Background and Hypothesis: Myocardial insulin resistance (IR) is a feature of coronary artery disease (CAD) with reduced left ventricular ejection fraction (LVEF). Whether type 2 diabetes mellitus (T2DM) with CAD and preserved LVEF induces myocardial IR and whether insulin in these patients acts as a myocardial vasodilator is debated.

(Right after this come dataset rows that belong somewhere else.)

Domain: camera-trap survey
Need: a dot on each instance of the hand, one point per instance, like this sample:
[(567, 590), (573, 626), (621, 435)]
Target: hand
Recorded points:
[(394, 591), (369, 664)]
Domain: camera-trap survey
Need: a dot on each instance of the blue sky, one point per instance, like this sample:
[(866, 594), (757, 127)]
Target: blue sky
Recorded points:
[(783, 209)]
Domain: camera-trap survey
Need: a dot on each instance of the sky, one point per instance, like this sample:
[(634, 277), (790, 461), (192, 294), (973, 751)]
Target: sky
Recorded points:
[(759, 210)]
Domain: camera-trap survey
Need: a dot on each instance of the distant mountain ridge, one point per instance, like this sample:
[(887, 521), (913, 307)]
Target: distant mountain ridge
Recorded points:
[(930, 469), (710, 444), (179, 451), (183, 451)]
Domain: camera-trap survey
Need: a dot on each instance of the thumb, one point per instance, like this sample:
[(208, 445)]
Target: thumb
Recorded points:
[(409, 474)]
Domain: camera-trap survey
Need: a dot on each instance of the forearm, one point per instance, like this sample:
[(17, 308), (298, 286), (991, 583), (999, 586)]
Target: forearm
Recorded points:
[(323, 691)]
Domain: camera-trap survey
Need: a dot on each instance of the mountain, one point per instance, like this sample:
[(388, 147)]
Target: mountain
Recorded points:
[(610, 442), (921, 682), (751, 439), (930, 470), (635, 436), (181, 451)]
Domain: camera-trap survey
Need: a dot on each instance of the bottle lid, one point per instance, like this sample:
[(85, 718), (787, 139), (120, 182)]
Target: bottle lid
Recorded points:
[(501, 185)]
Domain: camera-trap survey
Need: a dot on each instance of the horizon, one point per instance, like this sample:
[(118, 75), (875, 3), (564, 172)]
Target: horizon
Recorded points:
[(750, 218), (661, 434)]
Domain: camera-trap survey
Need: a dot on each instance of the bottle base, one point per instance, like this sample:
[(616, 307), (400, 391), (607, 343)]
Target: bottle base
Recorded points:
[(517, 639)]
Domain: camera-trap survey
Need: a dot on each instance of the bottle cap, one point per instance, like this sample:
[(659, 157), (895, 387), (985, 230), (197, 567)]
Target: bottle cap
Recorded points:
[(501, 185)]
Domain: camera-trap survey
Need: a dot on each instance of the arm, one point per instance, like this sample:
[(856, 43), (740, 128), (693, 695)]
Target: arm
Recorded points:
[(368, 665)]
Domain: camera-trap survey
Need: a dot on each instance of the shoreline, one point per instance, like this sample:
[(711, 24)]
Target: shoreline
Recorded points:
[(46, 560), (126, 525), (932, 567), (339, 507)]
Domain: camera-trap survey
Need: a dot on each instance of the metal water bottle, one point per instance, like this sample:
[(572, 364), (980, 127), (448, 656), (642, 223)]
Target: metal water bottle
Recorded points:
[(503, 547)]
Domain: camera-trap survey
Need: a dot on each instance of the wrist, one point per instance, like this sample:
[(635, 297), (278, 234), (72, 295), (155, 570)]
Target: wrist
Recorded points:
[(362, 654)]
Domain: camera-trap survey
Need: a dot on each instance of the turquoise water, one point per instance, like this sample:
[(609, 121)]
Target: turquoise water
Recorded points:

Methods: We studied 27 CAD patients (LVEF > 50%): 12 with T2DM (CAD+DM), 15 without T2DM (CAD-NoDM). Regional myocardial and skeletal glucose uptake, myocardial and skeletal muscle perfusion were measured with positron emission tomography. Myocardial muscle perfusion was measured at rest and during hyperemia in nonstenotic and stenotic regions with and without acute hyperinsulinemia.
Results: Myocardial glucose uptake was similar in CAD+DM and CAD-NoDM in both nonstenotic and stenotic regions [0.38 ± 0.08 and 0.36 ± 0.11 µmol/g·min; P value nonsignificant (NS)] and (0.35 ± 0.09 and 0.37 ± 0.13 µmol/g·min; P = NS). Skeletal glucose uptake was reduced in CAD+DM (0.05 ± 0.04 vs. 0.10 ± 0.05 µmol/g·min; P = 0.02), and likewise, whole-body glucose uptake was reduced in CAD+DM (4.0 ± 2.8 vs. 7.0 ± 2.4 mg/kg·min; P = 0.01). Insulin did not alter myocardial muscle perfusion at rest or during hyperemia. Insulin increased skeletal muscle perfusion in CAD-NoDM (0.11 ± 0.03 vs. 0.06 ± 0.03 ml/g·min; P = 0.02), but not in CAD+DM (0.08 ± 0.04 and 0.09 ± 0.05 ml/g·min; P = NS).
Conclusion: Myocardial IR to glucose uptake is not an inherent feature in T2DM patients with preserved LVEF. Acute physiological insulin exposure exerts no coronary vasodilation in CAD patients irrespective of T2DM.